After this movie, I left the theatre and went to a bar a block away and sat down just as Louisville and Kentucky tipped off in game 1 of the Final Four. It was as if the movie never stopped.
If you’ve been living in a cave without electricity, you may not know the plot of The Hunger Games. Here it is: To atone for their rebellion, each year twelve downtrodden districts send two kids (boy and girl) to play a death game in a stadium-like setting until only one kid survives. The state rigs it for maximum entertainment value, the elite watch and cheer because they think it’s glorious sport, and the kids do it for free because they have no choice or because they fantasize about the fame and fortune that only one kid can achieve.
If you’re still in that cave without electricity, you may not know the plot of the NCAA Tournament either. Here it is: To make money for big corporations and keep college costs low (jk), each year hundreds of educational institutions vie for the chance to send their basketball team to a huge tournament played in stadiums across the country until only one team is left. The not-for-profit NCAA and the TV networks commercialize it to maximize profits, people who can afford cable and have lots of leisure time watch and cheer because they think it’s glorious sport, and the kids do it for free because they have no choice or because they fantasize about fame and fortune attained only by a few.
So I rebelled. I watched the NCAA Tournament at PJ Clarkes, drinking Guinness and shoveling mini-cheeseburgers, chicken quesadillas, and warm cinnamon cookies with caramel sauce and ice cream down my throat. What I’m saying, silly, is that I rebelled against the depressing feelings brought on by The Hunger Games, not against the injustices done to college athletes.
After I got past the self-loathing, I had a constructive discussion about the movie with my wife. The conversation ranged from comparing it to Star Wars, to asking “What is happening to this world?,” to “hey man, The Road Runner had plenty of gratuitous violence.”

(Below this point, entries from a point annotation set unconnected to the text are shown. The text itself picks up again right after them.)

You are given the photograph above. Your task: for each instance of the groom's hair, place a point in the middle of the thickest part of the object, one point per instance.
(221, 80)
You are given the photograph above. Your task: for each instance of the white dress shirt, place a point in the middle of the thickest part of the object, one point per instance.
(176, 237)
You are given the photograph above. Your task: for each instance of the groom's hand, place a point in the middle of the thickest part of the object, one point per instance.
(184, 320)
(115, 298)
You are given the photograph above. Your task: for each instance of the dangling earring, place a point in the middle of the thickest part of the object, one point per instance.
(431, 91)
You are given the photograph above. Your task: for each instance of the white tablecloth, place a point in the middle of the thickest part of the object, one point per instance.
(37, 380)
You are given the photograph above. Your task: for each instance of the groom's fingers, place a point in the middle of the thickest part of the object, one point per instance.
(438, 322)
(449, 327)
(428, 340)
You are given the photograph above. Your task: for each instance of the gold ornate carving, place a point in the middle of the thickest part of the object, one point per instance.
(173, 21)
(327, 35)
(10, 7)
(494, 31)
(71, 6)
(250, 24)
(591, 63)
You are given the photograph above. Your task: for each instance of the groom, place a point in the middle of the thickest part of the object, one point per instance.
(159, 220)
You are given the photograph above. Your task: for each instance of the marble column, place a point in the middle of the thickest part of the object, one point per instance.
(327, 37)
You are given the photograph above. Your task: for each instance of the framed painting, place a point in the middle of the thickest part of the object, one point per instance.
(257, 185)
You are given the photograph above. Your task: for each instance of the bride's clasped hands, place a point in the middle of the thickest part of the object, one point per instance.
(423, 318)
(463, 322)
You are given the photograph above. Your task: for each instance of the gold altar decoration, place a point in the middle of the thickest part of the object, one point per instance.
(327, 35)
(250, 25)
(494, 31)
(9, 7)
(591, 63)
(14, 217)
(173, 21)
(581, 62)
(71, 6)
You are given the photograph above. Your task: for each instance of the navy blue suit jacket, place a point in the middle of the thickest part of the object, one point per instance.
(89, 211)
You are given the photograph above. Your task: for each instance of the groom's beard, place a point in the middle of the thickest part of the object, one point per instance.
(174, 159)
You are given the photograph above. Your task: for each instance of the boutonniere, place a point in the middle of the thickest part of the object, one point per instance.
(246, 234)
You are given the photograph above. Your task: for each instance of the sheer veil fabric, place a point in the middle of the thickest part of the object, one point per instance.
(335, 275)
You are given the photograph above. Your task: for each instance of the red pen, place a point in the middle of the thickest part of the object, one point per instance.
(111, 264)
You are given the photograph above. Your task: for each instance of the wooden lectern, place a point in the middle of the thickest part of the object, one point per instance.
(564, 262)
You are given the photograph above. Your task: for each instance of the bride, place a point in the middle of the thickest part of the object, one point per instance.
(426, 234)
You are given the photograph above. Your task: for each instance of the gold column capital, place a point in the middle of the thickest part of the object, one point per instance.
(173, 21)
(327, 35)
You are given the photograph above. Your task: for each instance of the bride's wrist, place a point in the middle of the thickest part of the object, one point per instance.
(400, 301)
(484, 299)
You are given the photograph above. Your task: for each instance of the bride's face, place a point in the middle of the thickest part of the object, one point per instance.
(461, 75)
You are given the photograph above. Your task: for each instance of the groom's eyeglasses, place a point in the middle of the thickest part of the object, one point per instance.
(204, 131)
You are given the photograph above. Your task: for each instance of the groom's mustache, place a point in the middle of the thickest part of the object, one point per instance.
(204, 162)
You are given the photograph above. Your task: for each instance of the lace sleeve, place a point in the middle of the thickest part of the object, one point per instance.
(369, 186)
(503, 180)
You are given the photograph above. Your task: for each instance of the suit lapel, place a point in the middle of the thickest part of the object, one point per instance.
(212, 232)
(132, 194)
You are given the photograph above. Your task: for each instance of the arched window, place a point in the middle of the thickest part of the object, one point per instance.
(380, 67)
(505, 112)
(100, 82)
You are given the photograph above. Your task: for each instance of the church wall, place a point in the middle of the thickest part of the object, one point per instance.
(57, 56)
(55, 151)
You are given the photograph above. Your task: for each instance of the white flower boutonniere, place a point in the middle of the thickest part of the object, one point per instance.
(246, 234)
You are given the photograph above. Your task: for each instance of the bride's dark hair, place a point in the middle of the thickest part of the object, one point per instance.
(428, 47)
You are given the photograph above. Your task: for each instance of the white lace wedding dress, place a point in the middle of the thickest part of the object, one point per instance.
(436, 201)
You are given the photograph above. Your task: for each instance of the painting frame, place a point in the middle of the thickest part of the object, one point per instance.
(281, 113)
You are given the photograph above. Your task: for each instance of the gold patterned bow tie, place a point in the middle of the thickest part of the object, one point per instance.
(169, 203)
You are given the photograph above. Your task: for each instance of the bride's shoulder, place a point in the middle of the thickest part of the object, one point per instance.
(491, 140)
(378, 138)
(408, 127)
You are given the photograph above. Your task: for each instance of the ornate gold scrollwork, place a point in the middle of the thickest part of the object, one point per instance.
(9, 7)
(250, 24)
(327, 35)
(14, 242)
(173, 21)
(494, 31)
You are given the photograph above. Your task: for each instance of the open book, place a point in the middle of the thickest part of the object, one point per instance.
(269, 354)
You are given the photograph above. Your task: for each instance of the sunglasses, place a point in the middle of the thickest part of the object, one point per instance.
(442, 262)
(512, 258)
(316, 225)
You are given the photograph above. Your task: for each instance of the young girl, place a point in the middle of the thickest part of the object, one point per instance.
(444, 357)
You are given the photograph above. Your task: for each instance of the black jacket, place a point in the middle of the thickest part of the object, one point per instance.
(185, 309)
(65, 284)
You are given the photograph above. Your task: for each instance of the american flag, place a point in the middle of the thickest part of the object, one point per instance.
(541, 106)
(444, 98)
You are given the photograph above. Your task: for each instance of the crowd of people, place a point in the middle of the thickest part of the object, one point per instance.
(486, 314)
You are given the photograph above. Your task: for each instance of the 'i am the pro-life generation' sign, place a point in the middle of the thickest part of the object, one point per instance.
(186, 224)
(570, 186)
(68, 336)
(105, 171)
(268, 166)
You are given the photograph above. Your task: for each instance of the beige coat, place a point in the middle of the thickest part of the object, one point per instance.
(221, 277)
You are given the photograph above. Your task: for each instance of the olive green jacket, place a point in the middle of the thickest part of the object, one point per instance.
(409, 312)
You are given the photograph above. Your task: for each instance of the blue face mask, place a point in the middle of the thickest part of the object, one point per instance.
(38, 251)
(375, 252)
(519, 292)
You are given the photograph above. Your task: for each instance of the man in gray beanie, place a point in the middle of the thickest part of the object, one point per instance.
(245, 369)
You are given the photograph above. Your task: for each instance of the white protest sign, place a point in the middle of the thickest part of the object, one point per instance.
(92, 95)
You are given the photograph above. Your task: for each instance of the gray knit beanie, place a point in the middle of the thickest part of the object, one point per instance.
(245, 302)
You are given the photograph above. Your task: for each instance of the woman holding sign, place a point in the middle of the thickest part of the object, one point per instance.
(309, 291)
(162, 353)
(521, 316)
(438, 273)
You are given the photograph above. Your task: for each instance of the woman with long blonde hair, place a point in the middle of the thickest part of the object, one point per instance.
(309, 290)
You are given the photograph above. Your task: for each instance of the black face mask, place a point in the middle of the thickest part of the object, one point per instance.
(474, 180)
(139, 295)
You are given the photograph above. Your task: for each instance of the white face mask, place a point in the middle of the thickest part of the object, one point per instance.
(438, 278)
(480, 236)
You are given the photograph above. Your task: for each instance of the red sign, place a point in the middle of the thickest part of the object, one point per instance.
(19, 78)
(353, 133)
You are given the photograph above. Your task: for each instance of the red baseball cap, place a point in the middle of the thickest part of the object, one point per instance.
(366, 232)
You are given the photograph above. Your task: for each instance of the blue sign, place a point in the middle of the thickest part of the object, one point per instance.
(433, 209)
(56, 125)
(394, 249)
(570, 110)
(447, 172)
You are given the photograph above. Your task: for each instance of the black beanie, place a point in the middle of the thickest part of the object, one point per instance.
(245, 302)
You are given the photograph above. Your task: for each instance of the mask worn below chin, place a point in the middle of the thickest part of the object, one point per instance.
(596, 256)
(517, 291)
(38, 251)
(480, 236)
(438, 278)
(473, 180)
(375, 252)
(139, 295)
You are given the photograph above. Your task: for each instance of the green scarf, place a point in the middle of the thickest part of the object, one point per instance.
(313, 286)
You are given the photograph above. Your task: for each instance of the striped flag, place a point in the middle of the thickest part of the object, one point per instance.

The movie prompts some good discussion.
It was enjoyable and it made me think, but I thought it was just an okay movie. It felt a little slow at times and the characters didn’t engage me for some reason. I didn’t read the books and I went in with very high expectations, the death knell for any movie for me. I did think the ending was cool and I liked the political undertones a lot.
I don’t know why Gail and I decided to see this. It’s basically the same genre as Harry Potter and the Twilight stuff, isn’t it? We had no compunction to see those whatsoever, yet The Hunger Games was on our screen from the get-go. Is it just a little more adult than those mentioned? Were we affected by the overt and subtle media push? Or is it just a better story? I’m going with the better story route.
Anyway, I’m looking forward to discussing it with my nieces.